將軍卻仍舊含著笑,看著我,他將大刀支地,道:“前世今生,能認識你已是我的福分,不論是佔雲還是邱景陽,都感謝上天。只是我命該如此,你不必逆天而行。”
我一定是哭了,“可是我只想護你周全!你受傷了,可能就要死了。”
將軍正了正身形,道:“我只是個凡人,生死均是天道輪迴。在死之前,能讓我再見你一面,此生無憾。”
我想要說什麼,可突然渾身血脈翻湧,我忙閉了閉眼,卻知曉自己的命數也將盡了,於是我睜開眼,趁其不備奪過將軍手中的大刀,道:“此生已無憾,何不來世再見!”
伴隨著話語一出,我便閃身到叛黨亂軍之中,揮刀向敵,恐怕將軍活不久了,我也活不久了,還有一絲力氣的時候,我便幫著大平國除除害吧,也算是做點善事。
漸漸地,體力越來越不濟,背上的箭傷越發疼痛難耐,每一個傷口如火燒般火辣辣的噬痛,眨眼間右臂又被叛黨砍了一刀,剎那間鮮紅噴染而出,我幾乎連拿刀的力氣也沒有了。迅速的環了四周,不見將軍,他一定是不願讓我看見他死去。回神功夫正前方一個叛黨的長槍直直的向我刺來,意識一再提醒我速速閃躲,可是身體已來不及挪動,只得親眼見著長槍穿透我的身體。這個叛黨可恨的緊,陰邪一笑,迅速拔出了長槍,我順著他拔槍的力道,向後倒退了好幾步才踉蹌站穩。估計再這麼打下去,我會被大卸八塊了。呵呵,在哪生就該在哪死去,我約莫著自己還有些氣力可以遁身回到我的山洞,遂拼盡最後的力道,一使力勉勉強遁身回到了山洞外的空地上。

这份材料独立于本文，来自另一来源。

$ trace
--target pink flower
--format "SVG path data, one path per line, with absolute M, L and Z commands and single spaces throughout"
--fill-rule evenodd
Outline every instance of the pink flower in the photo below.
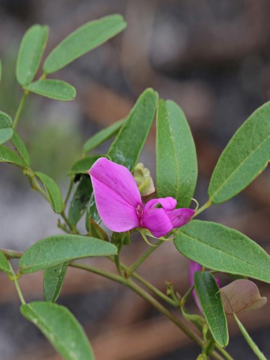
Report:
M 160 237 L 186 224 L 194 215 L 191 209 L 175 209 L 176 200 L 170 196 L 152 199 L 143 206 L 131 173 L 105 157 L 97 160 L 89 173 L 99 215 L 113 231 L 142 227 Z
M 189 260 L 189 284 L 190 286 L 194 285 L 194 273 L 196 271 L 201 271 L 202 268 L 203 267 L 202 265 L 198 264 L 198 262 L 195 262 L 195 261 L 193 261 L 193 260 Z M 220 288 L 220 283 L 217 277 L 216 277 L 216 281 L 218 285 L 218 287 Z M 202 308 L 201 307 L 200 301 L 199 301 L 198 297 L 195 289 L 193 289 L 192 294 L 195 302 L 201 312 Z

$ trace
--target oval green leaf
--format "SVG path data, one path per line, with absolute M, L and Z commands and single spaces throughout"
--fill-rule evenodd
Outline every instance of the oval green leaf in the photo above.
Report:
M 46 189 L 53 210 L 56 213 L 61 213 L 63 210 L 63 201 L 58 185 L 51 178 L 45 174 L 38 171 L 35 174 Z
M 270 256 L 236 230 L 192 220 L 181 228 L 174 244 L 181 254 L 206 267 L 270 283 Z
M 114 123 L 114 124 L 106 128 L 106 129 L 103 129 L 100 130 L 98 133 L 88 139 L 84 145 L 84 151 L 85 152 L 90 151 L 97 146 L 98 146 L 99 145 L 103 144 L 103 142 L 116 135 L 125 121 L 125 119 L 119 120 L 119 121 Z
M 94 360 L 83 328 L 68 309 L 36 301 L 22 305 L 22 315 L 36 326 L 65 360 Z
M 13 136 L 11 139 L 11 142 L 27 165 L 30 165 L 30 156 L 26 147 L 16 131 L 14 131 Z
M 221 154 L 208 194 L 215 204 L 233 197 L 266 168 L 270 160 L 270 101 L 242 125 Z
M 152 89 L 142 93 L 108 151 L 112 161 L 124 165 L 131 172 L 152 125 L 158 100 L 158 93 Z
M 0 111 L 0 144 L 8 141 L 13 135 L 12 120 L 11 117 L 3 111 Z
M 82 175 L 68 210 L 68 220 L 71 225 L 75 225 L 85 213 L 92 192 L 90 177 Z
M 19 262 L 21 273 L 34 272 L 66 261 L 117 254 L 109 243 L 80 235 L 55 235 L 40 240 L 24 253 Z
M 189 126 L 178 105 L 160 100 L 157 118 L 157 191 L 189 206 L 198 175 L 196 149 Z
M 16 68 L 17 79 L 22 86 L 30 84 L 41 62 L 48 39 L 49 27 L 34 25 L 22 38 Z
M 246 341 L 250 346 L 250 347 L 253 351 L 254 354 L 256 354 L 259 360 L 267 360 L 265 356 L 263 355 L 262 352 L 260 351 L 258 346 L 253 341 L 250 335 L 244 327 L 244 325 L 242 324 L 242 323 L 239 320 L 238 317 L 237 316 L 236 314 L 234 314 L 234 317 L 237 325 L 238 325 L 239 329 L 240 329 L 240 331 L 241 332 L 243 336 L 246 339 Z
M 97 211 L 94 192 L 92 193 L 90 200 L 86 211 L 86 217 L 85 219 L 85 227 L 88 231 L 90 230 L 90 220 L 94 221 L 98 225 L 101 222 L 101 219 Z
M 61 80 L 45 79 L 31 83 L 24 89 L 50 99 L 69 101 L 76 96 L 75 88 Z
M 55 302 L 61 292 L 68 263 L 45 269 L 43 277 L 43 292 L 46 301 Z
M 226 346 L 229 342 L 228 326 L 215 278 L 208 271 L 196 271 L 194 286 L 214 339 L 220 346 Z
M 23 159 L 8 147 L 0 145 L 0 163 L 10 163 L 21 168 L 27 168 Z
M 2 251 L 0 251 L 0 270 L 10 275 L 13 274 L 9 262 Z
M 57 71 L 122 31 L 126 24 L 119 15 L 90 21 L 72 32 L 52 51 L 44 63 L 47 74 Z
M 109 158 L 107 155 L 95 155 L 93 156 L 86 156 L 76 162 L 69 172 L 69 175 L 75 174 L 88 174 L 88 170 L 99 157 Z

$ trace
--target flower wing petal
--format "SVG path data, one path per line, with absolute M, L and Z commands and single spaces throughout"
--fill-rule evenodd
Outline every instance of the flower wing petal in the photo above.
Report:
M 92 181 L 93 179 L 96 179 L 106 185 L 133 207 L 136 208 L 138 204 L 142 206 L 140 191 L 136 181 L 131 173 L 125 166 L 115 164 L 106 157 L 100 157 L 89 173 Z M 109 195 L 112 194 L 111 192 Z M 110 199 L 110 197 L 108 197 L 107 202 L 109 203 Z
M 176 206 L 177 201 L 171 196 L 167 197 L 160 197 L 158 199 L 151 199 L 146 203 L 144 207 L 144 211 L 146 212 L 149 209 L 152 209 L 159 204 L 165 210 L 172 210 Z
M 192 219 L 195 211 L 192 209 L 182 208 L 166 212 L 173 227 L 180 227 L 185 225 Z
M 136 209 L 110 186 L 91 177 L 98 213 L 107 227 L 122 232 L 138 226 Z
M 163 209 L 144 211 L 140 226 L 146 227 L 156 237 L 164 236 L 173 228 L 172 222 Z

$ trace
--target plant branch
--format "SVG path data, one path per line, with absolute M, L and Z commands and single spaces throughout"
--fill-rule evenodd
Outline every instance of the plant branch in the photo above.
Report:
M 194 214 L 194 216 L 193 217 L 195 218 L 196 216 L 198 216 L 199 214 L 201 214 L 201 213 L 202 213 L 203 211 L 205 210 L 206 209 L 208 209 L 208 208 L 210 208 L 210 206 L 212 205 L 212 201 L 211 200 L 208 200 L 208 201 L 204 205 L 203 205 L 203 206 L 201 207 L 200 209 L 198 209 L 198 210 L 196 211 L 195 214 Z
M 20 116 L 21 114 L 21 112 L 22 112 L 22 109 L 23 108 L 23 106 L 24 105 L 24 103 L 25 102 L 25 100 L 26 99 L 28 94 L 28 92 L 27 90 L 24 90 L 23 97 L 21 100 L 20 104 L 19 104 L 19 107 L 18 107 L 18 110 L 17 110 L 17 112 L 16 113 L 15 117 L 14 117 L 14 121 L 13 122 L 13 125 L 12 126 L 12 127 L 13 128 L 14 130 L 15 130 L 15 129 L 17 127 L 17 125 L 18 124 L 18 121 L 19 120 L 19 118 L 20 117 Z
M 98 269 L 93 266 L 90 266 L 81 263 L 74 262 L 71 261 L 69 263 L 69 265 L 72 267 L 75 267 L 83 270 L 85 270 L 87 271 L 90 271 L 98 275 L 100 275 L 106 278 L 110 279 L 113 281 L 116 282 L 119 284 L 124 285 L 134 292 L 139 295 L 141 297 L 146 300 L 148 303 L 150 304 L 153 307 L 158 310 L 160 312 L 165 315 L 169 318 L 172 323 L 173 323 L 177 327 L 180 329 L 188 337 L 192 340 L 198 344 L 200 346 L 202 346 L 203 340 L 197 334 L 189 329 L 180 319 L 176 317 L 174 315 L 167 309 L 166 309 L 163 305 L 162 305 L 156 299 L 152 297 L 151 295 L 145 292 L 143 289 L 141 289 L 131 279 L 126 279 L 119 275 L 116 275 L 113 273 L 109 272 L 105 270 Z M 223 355 L 225 358 L 228 360 L 232 360 L 230 356 L 227 354 L 226 355 L 226 352 L 224 350 L 225 353 Z M 212 354 L 213 358 L 216 360 L 223 360 L 223 357 L 216 351 L 213 351 Z
M 139 266 L 142 264 L 144 260 L 147 259 L 148 256 L 150 256 L 151 254 L 156 249 L 157 249 L 159 246 L 161 245 L 161 244 L 164 243 L 163 240 L 160 239 L 158 240 L 157 243 L 154 244 L 153 246 L 150 247 L 148 250 L 145 251 L 145 252 L 140 256 L 139 259 L 136 261 L 133 265 L 127 269 L 127 274 L 128 276 L 130 276 L 132 274 L 132 273 L 135 271 L 135 270 L 137 269 Z

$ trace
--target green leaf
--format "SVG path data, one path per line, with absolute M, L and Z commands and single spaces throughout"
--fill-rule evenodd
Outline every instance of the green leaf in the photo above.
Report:
M 241 191 L 270 160 L 270 101 L 239 128 L 221 154 L 211 178 L 208 194 L 215 204 Z
M 82 175 L 68 210 L 68 220 L 72 225 L 76 225 L 86 211 L 92 192 L 90 177 Z
M 68 309 L 36 301 L 22 305 L 22 315 L 36 326 L 65 360 L 94 360 L 83 328 Z
M 94 192 L 92 192 L 90 197 L 90 200 L 88 203 L 88 206 L 86 211 L 86 217 L 85 219 L 85 227 L 88 231 L 90 230 L 89 226 L 89 218 L 92 221 L 96 222 L 98 225 L 101 222 L 101 219 L 98 211 L 97 211 L 96 202 L 95 201 L 95 196 Z
M 4 144 L 11 139 L 13 135 L 12 120 L 11 117 L 0 111 L 0 144 Z
M 88 170 L 93 164 L 95 163 L 98 158 L 102 157 L 109 157 L 107 155 L 95 155 L 93 156 L 86 156 L 86 157 L 79 160 L 72 166 L 70 171 L 68 173 L 69 175 L 72 175 L 73 174 L 88 174 Z
M 45 72 L 50 74 L 61 69 L 122 31 L 126 26 L 123 17 L 119 15 L 85 24 L 54 49 L 44 63 Z
M 0 163 L 10 163 L 21 168 L 27 167 L 26 163 L 16 152 L 3 145 L 0 145 Z
M 270 283 L 270 256 L 236 230 L 192 220 L 181 228 L 174 244 L 183 255 L 206 267 Z
M 66 261 L 117 254 L 117 248 L 94 237 L 54 235 L 38 241 L 24 253 L 19 262 L 21 273 L 34 272 Z
M 10 275 L 13 274 L 8 261 L 2 251 L 0 251 L 0 270 Z
M 60 295 L 66 276 L 68 262 L 45 269 L 43 278 L 43 292 L 46 301 L 55 302 Z
M 140 95 L 111 144 L 108 154 L 132 172 L 154 119 L 158 93 L 147 89 Z
M 160 100 L 157 121 L 157 191 L 189 206 L 198 175 L 196 149 L 185 115 L 172 100 Z
M 49 27 L 34 25 L 22 38 L 17 59 L 16 75 L 22 86 L 34 78 L 48 39 Z
M 240 322 L 240 321 L 239 320 L 238 317 L 237 316 L 236 314 L 234 314 L 234 316 L 235 319 L 237 323 L 237 325 L 239 327 L 240 331 L 242 333 L 243 336 L 246 339 L 246 341 L 247 341 L 248 344 L 249 345 L 249 346 L 250 346 L 251 349 L 253 350 L 254 354 L 255 354 L 255 355 L 257 356 L 258 356 L 258 358 L 259 359 L 259 360 L 267 360 L 265 356 L 263 355 L 262 352 L 260 351 L 260 350 L 258 347 L 258 346 L 256 345 L 255 342 L 253 341 L 253 340 L 250 337 L 249 334 L 248 333 L 247 330 L 244 327 L 243 324 Z
M 84 145 L 84 151 L 88 152 L 114 136 L 118 133 L 125 119 L 119 120 L 110 126 L 100 130 L 98 133 L 88 139 Z
M 226 346 L 229 341 L 228 326 L 215 278 L 208 271 L 196 271 L 194 286 L 214 339 L 220 346 Z
M 14 131 L 11 142 L 27 165 L 30 165 L 30 156 L 26 147 L 18 133 Z
M 63 210 L 62 195 L 58 185 L 54 180 L 45 174 L 39 171 L 35 175 L 44 185 L 48 193 L 52 208 L 56 213 L 61 213 Z
M 54 100 L 69 101 L 76 96 L 75 88 L 61 80 L 45 79 L 31 83 L 24 89 Z

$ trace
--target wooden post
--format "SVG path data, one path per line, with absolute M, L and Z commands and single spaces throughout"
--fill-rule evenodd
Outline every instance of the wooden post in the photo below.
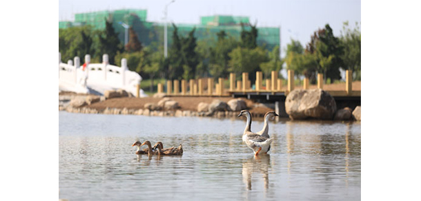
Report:
M 246 72 L 243 72 L 242 79 L 243 92 L 246 92 L 246 89 L 247 89 L 247 81 L 248 80 L 248 74 Z
M 266 79 L 266 90 L 271 91 L 271 80 Z
M 166 94 L 171 94 L 172 89 L 173 89 L 173 82 L 171 81 L 166 81 Z
M 182 80 L 182 94 L 186 95 L 187 92 L 187 82 L 186 80 Z
M 288 92 L 291 92 L 294 89 L 294 71 L 288 70 Z
M 199 78 L 197 80 L 197 87 L 198 87 L 198 92 L 197 94 L 199 95 L 202 95 L 203 94 L 203 84 L 202 83 L 202 78 Z
M 137 85 L 136 85 L 136 97 L 137 97 L 137 98 L 140 97 L 139 91 L 140 91 L 140 83 L 139 83 L 139 84 L 137 84 Z
M 164 92 L 164 86 L 161 83 L 158 83 L 158 94 Z
M 272 91 L 275 92 L 277 90 L 277 71 L 272 71 L 271 73 L 271 86 L 272 86 Z
M 262 90 L 262 72 L 256 72 L 256 92 Z
M 282 89 L 282 80 L 277 78 L 277 90 L 280 91 Z
M 304 78 L 304 82 L 303 82 L 303 85 L 302 85 L 302 87 L 304 89 L 309 89 L 309 78 Z
M 251 85 L 251 82 L 248 79 L 248 73 L 246 72 L 246 74 L 247 76 L 247 85 L 246 85 L 246 89 L 250 89 L 250 88 L 251 88 L 250 86 Z
M 235 89 L 235 74 L 230 73 L 230 91 Z
M 193 95 L 197 95 L 197 84 L 193 84 Z
M 323 89 L 323 74 L 317 74 L 317 89 Z
M 222 96 L 224 94 L 224 78 L 219 78 L 218 79 L 218 86 L 219 87 L 219 89 L 218 90 L 219 92 L 219 96 Z
M 352 70 L 346 70 L 346 78 L 345 90 L 346 91 L 346 94 L 350 95 L 352 93 Z
M 213 89 L 213 78 L 208 78 L 208 94 L 212 95 Z
M 241 88 L 242 86 L 241 83 L 242 83 L 242 81 L 237 81 L 237 91 L 238 91 L 238 92 L 241 92 Z
M 193 85 L 195 84 L 195 80 L 193 79 L 190 79 L 190 81 L 188 81 L 188 89 L 190 90 L 190 95 L 193 96 Z
M 174 94 L 178 94 L 179 88 L 179 82 L 178 80 L 174 80 Z

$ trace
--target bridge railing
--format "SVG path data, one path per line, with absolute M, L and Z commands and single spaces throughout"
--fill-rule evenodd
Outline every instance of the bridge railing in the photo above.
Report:
M 164 90 L 164 85 L 158 84 L 158 93 L 166 93 L 167 96 L 231 96 L 233 93 L 284 93 L 288 94 L 295 88 L 294 71 L 288 70 L 288 79 L 286 86 L 282 86 L 283 81 L 279 78 L 276 71 L 271 72 L 271 78 L 266 80 L 262 78 L 262 72 L 256 72 L 255 87 L 251 87 L 251 82 L 248 78 L 248 72 L 243 72 L 240 80 L 236 80 L 235 74 L 231 73 L 229 76 L 229 88 L 224 87 L 225 80 L 223 78 L 200 78 L 190 79 L 187 83 L 186 80 L 168 80 L 166 81 L 166 91 Z M 214 81 L 217 81 L 214 83 Z M 346 71 L 346 83 L 344 90 L 328 90 L 332 96 L 361 96 L 361 91 L 353 91 L 352 89 L 352 71 Z M 317 88 L 324 89 L 323 74 L 317 74 Z M 313 87 L 314 88 L 314 87 Z M 310 89 L 309 78 L 303 80 L 302 89 Z
M 123 89 L 139 96 L 139 87 L 141 77 L 139 74 L 128 70 L 127 60 L 121 59 L 121 67 L 108 63 L 108 54 L 104 54 L 102 63 L 90 63 L 90 56 L 85 56 L 85 63 L 80 66 L 79 59 L 75 59 L 68 64 L 61 63 L 59 59 L 59 78 L 71 84 L 84 83 L 84 86 L 99 87 L 103 89 Z

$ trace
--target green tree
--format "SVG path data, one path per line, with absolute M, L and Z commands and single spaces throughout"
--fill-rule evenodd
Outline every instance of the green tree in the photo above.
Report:
M 110 64 L 115 64 L 115 57 L 117 52 L 122 52 L 122 45 L 118 38 L 118 34 L 114 30 L 112 22 L 106 20 L 106 29 L 99 36 L 101 44 L 99 51 L 101 54 L 108 54 Z
M 226 77 L 229 74 L 228 54 L 237 47 L 239 43 L 233 37 L 226 37 L 224 31 L 217 34 L 218 41 L 215 47 L 210 48 L 209 72 L 214 77 Z
M 61 61 L 66 63 L 77 56 L 83 63 L 86 54 L 95 56 L 97 46 L 96 33 L 97 31 L 92 30 L 90 26 L 59 29 L 59 52 L 61 53 Z
M 126 51 L 128 52 L 139 52 L 141 50 L 141 43 L 137 39 L 137 34 L 135 32 L 133 27 L 129 29 L 129 40 L 126 44 Z
M 344 22 L 340 39 L 344 46 L 344 54 L 341 56 L 344 69 L 351 70 L 353 78 L 361 80 L 361 32 L 358 23 L 351 30 L 348 21 Z
M 164 67 L 164 57 L 162 52 L 153 52 L 148 54 L 147 62 L 144 67 L 144 72 L 149 76 L 150 79 L 150 92 L 153 92 L 153 79 L 159 75 Z
M 242 48 L 238 47 L 228 54 L 231 59 L 228 62 L 229 71 L 239 74 L 248 72 L 251 80 L 255 78 L 255 72 L 259 70 L 262 63 L 268 61 L 268 56 L 262 48 Z
M 183 78 L 186 80 L 195 77 L 196 74 L 196 67 L 199 64 L 199 59 L 196 54 L 197 46 L 196 38 L 193 28 L 187 37 L 182 38 L 182 52 L 183 56 Z
M 329 24 L 324 29 L 315 32 L 307 45 L 306 52 L 316 56 L 317 71 L 323 73 L 325 79 L 332 81 L 341 78 L 340 67 L 344 65 L 341 59 L 344 47 Z
M 179 79 L 183 76 L 183 54 L 182 50 L 182 41 L 178 35 L 178 28 L 173 23 L 173 43 L 169 49 L 169 56 L 166 62 L 166 70 L 168 72 L 168 78 L 170 79 Z
M 250 31 L 246 31 L 242 25 L 241 32 L 242 47 L 244 48 L 254 49 L 257 47 L 257 29 L 256 25 L 250 25 Z

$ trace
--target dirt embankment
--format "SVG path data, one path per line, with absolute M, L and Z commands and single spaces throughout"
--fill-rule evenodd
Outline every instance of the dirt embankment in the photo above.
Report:
M 210 103 L 214 100 L 219 100 L 224 102 L 228 102 L 233 99 L 231 97 L 170 97 L 172 100 L 178 102 L 179 109 L 182 111 L 189 110 L 189 111 L 197 111 L 197 105 L 199 103 L 203 102 L 206 103 Z M 106 100 L 104 101 L 98 102 L 93 103 L 90 105 L 86 106 L 88 108 L 95 109 L 97 110 L 103 110 L 106 108 L 127 108 L 128 109 L 144 109 L 144 105 L 145 103 L 158 103 L 161 100 L 161 98 L 111 98 Z M 273 110 L 264 105 L 256 103 L 251 100 L 243 99 L 247 104 L 247 107 L 250 109 L 251 112 L 254 114 L 264 114 L 266 112 Z

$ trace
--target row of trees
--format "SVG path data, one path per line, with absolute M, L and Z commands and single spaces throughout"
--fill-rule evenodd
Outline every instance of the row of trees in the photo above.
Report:
M 304 49 L 297 41 L 291 39 L 286 47 L 285 63 L 296 74 L 316 82 L 316 74 L 324 74 L 331 81 L 341 79 L 340 69 L 353 71 L 353 77 L 361 80 L 361 32 L 358 23 L 351 30 L 344 23 L 341 36 L 335 37 L 326 24 L 311 36 Z
M 361 33 L 358 25 L 351 30 L 345 23 L 337 38 L 326 25 L 314 32 L 305 49 L 291 39 L 284 59 L 280 58 L 279 46 L 267 50 L 257 45 L 255 25 L 250 25 L 248 30 L 243 27 L 239 40 L 222 30 L 217 33 L 216 41 L 200 41 L 195 37 L 195 28 L 181 36 L 177 26 L 173 26 L 173 43 L 166 59 L 162 45 L 144 47 L 132 28 L 128 43 L 124 46 L 110 21 L 106 22 L 104 30 L 94 30 L 89 26 L 59 30 L 59 49 L 64 61 L 78 56 L 84 62 L 84 56 L 89 54 L 91 62 L 99 62 L 101 55 L 108 54 L 110 63 L 119 66 L 121 59 L 126 58 L 130 70 L 151 79 L 151 90 L 156 78 L 228 77 L 230 72 L 238 76 L 248 72 L 253 81 L 257 71 L 262 71 L 268 78 L 271 71 L 280 71 L 284 63 L 295 74 L 305 76 L 313 83 L 320 72 L 332 81 L 340 79 L 340 68 L 353 70 L 354 78 L 360 78 Z

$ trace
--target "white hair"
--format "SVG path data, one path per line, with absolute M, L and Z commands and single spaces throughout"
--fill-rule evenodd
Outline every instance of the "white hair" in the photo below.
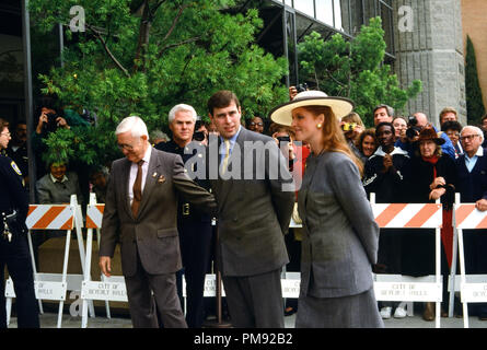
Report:
M 480 128 L 474 127 L 473 125 L 467 125 L 462 128 L 462 131 L 460 131 L 460 135 L 462 135 L 463 130 L 465 130 L 465 129 L 474 130 L 475 135 L 478 135 L 480 137 L 480 141 L 484 142 L 484 132 L 482 131 Z
M 146 122 L 143 122 L 142 118 L 138 116 L 124 118 L 124 120 L 121 120 L 120 124 L 117 126 L 115 135 L 124 133 L 127 131 L 131 131 L 131 136 L 135 138 L 141 138 L 142 136 L 147 136 L 147 138 L 149 138 Z
M 171 108 L 167 121 L 170 124 L 173 122 L 174 118 L 176 117 L 176 113 L 181 112 L 181 110 L 190 112 L 192 116 L 193 116 L 193 121 L 196 122 L 197 114 L 196 114 L 195 108 L 193 108 L 192 106 L 186 105 L 184 103 L 175 105 L 174 107 Z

這原本是我的家,怎奈造物弄人,五千多年前我在這裡失去了所有的家人,今日終歸也要在這死去。佔雲說他死而無憾,我萬萬沒有想到他會記起前世的所有,會記起我,會認出我。如今看來,我這九生一世也是無憾的。可是唯獨在臨死之前我還想再見一見那個人,讓我仇恨了半世,痴戀了半世的人。
帶著些許淒涼,我轉身向洞口走去,逆風而行,每一步都異常艱難,方走了兩步,我便停住了,倒不是因為走不動,而是月華照耀著洞口,一個人立在那裡,一身青色長袍隨風微動,身形卻紋絲不動,琥珀色雙眸在月光之下更是熠熠閃爍,眸光卻直直的落在我身上。
這個人便是我在臨死之前最想見的,可又不願被他看見我一身的狼狽,我不願他看著我閉上眼。沒想到我回到了自己的家,剛甦醒不久的他竟然也找了過來。
我吃力的向洞口移了移,不願正視豐澤,冷言道:“這裡是我的山洞,請你離開!”